Z ustaleń "Rz" wynika, że umowę z telewizją Rypiński zawarł 16 kwietnia. Szefem TVP od kilku tygodni był wtedy Andrzej Urbański. Umowa przewiduje, że Rypiński będzie doradcą w Biurze Zarządu TVP na siedem ósmych etatu. Za swoją pracę otrzymuje 15 tys. zł brutto miesięcznie. To niewiele mniej, niż zarabia w ZUS, gdzie miesięcznie dostaje 16 tys. zł.

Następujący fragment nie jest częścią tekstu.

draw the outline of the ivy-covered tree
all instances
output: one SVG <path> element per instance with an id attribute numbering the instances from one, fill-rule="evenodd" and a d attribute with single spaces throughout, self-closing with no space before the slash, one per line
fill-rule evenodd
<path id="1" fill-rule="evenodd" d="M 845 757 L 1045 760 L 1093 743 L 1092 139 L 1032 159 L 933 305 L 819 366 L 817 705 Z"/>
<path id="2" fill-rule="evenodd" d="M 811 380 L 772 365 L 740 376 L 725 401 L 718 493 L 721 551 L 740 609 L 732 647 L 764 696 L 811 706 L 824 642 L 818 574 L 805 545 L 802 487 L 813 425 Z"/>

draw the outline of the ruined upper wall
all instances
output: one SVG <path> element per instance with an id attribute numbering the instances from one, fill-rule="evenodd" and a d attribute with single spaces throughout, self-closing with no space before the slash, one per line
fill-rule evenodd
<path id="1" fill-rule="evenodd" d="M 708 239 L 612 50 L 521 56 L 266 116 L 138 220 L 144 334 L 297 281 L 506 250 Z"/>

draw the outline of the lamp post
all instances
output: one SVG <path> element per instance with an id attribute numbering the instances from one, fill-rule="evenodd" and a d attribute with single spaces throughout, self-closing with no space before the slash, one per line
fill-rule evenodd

Czy członek zarządu ZUS, instytucji, która zbiera składki, może pracować jednocześnie w firmie, która je płaci? Taki zakaz obowiązuje np. pracowników urzędów skarbowych. Ale nie członka zarządu ZUS. Robert Gwiazdowski, szef rady nadzorczej Zakładu, uważa, że Rypiński nie znalazł się w konflikcie interesów. Pobieranie składek nie jest w pionie, który mu podlega - mówi Gwiazdowski.
Czy nie obawia się pan, że pan Rypiński nie poradzi sobie na dwóch etatach? - pyta dziennik. Nie zauważyłem żadnych zmian w pracy pana Rypińskiego, odkąd pracuje w TVP - odpowiada.
Grażyna Kopińska, szefowa programu do walki z korupcją Fundacji Batorego, uważa jednak, że dwie prace to potencjalny konflikt interesów.